First Self Improvement Books: Benjamin Franklin and Self Help
Benjamin Franklin’s beloved Poor Richard’s Almanac (beginning in 1732) was founded on the precept, “Heaven helps those who help themselves.” In 1859 Samuel Smiles published the first overtly self-conscious self improvement book, entitled Self Help. Then the floodgates opened!
Early twentieth-century classics of self improvement included Dale Carnegie’s How to Win Friends and Influence People; Napoleon Hill’s Think and Grow Rich; and James Allen’s As a Man Thinketh.
The Self Improvement Tradition in the US
While there are worldwide traditions of guidance for self improvement, including stories and fables and proverbs and religious teachings, it is in the United States that the concept of self improvement has been most fully embraced. Ben Franklin’s mythic status as one of the Founders of the Republic, and his self-constructed narrative of being a self-made man helped to lodge the self improvement gene deep in the nation’s DNA.
The frontier mythos of hardy, ingenious and hard-working men and women has come down to us today in the sense that for many, it is desirable to learn about and do things ourselves, with the attendant savings in costs and the satisfaction of achievement.

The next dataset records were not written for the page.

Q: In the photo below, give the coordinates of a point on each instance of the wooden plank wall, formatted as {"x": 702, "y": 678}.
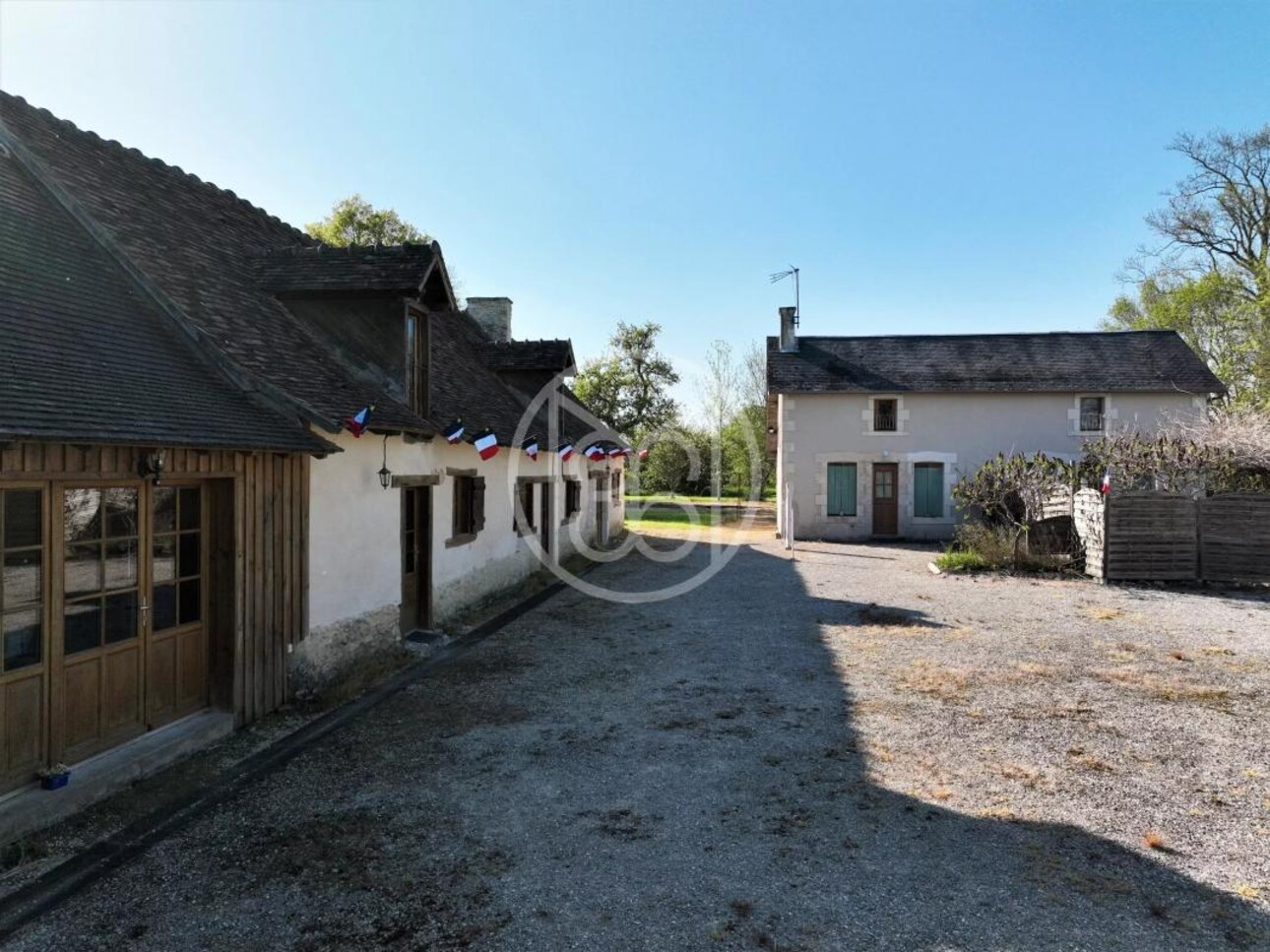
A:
{"x": 1235, "y": 538}
{"x": 1152, "y": 536}
{"x": 271, "y": 526}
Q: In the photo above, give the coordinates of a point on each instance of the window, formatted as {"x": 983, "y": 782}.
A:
{"x": 885, "y": 415}
{"x": 522, "y": 516}
{"x": 176, "y": 556}
{"x": 99, "y": 569}
{"x": 1091, "y": 413}
{"x": 928, "y": 490}
{"x": 22, "y": 579}
{"x": 842, "y": 489}
{"x": 415, "y": 378}
{"x": 469, "y": 508}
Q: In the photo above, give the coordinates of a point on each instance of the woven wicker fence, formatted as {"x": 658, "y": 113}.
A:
{"x": 1174, "y": 538}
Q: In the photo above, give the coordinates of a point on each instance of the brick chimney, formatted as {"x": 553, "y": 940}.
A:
{"x": 493, "y": 315}
{"x": 789, "y": 330}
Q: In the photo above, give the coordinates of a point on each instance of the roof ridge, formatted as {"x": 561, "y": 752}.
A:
{"x": 132, "y": 152}
{"x": 988, "y": 334}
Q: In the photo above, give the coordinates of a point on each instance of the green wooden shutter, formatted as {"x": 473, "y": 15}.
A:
{"x": 842, "y": 489}
{"x": 928, "y": 490}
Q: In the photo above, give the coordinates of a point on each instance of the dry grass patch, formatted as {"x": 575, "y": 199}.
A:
{"x": 1166, "y": 688}
{"x": 1028, "y": 776}
{"x": 936, "y": 680}
{"x": 1105, "y": 614}
{"x": 1087, "y": 762}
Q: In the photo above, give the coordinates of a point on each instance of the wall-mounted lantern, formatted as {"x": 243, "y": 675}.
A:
{"x": 153, "y": 464}
{"x": 385, "y": 473}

Self Improvement and the Self Help Genre
Perhaps the largest subset of Self Improvement instruction comes via the self help genre. These materials (books, seminars, videos, etc.) are designed to provide support and guidance in dealing with particular problems in life, whether mental, emotional, financial or legal. Sometimes these authors and teachers opine that the feeling that one has so many problems is in fact something to work on!
Self Improvement and the Quality of Life
Other Self Improvement guidance takes the form of encouragement and information about how to live a life of optimal quality, like the Stoics’ teachings on eudaimonia. It’s not focused on fixing problems, but more about learning how to set priorities for the highest quality of life, or how to pay attention to one’s ultimate values and most profound desires.
Self help books thus are a large subset of the larger Self Improvement phenomenon, which has an ancient pedigree and a place of honor in the American psyche. Learning how to “Do It Yourself” seems to resonate deeply, whether we are dealing with bipolar disorder, or want to retile the bathroom.
The Guide to Self Help Books is proud to play a small role in disseminating useful information. We are thus squarely in the honorable tradition of Self Improvement. The Guide to Self Help Books is thus “self help about finding the best self help.”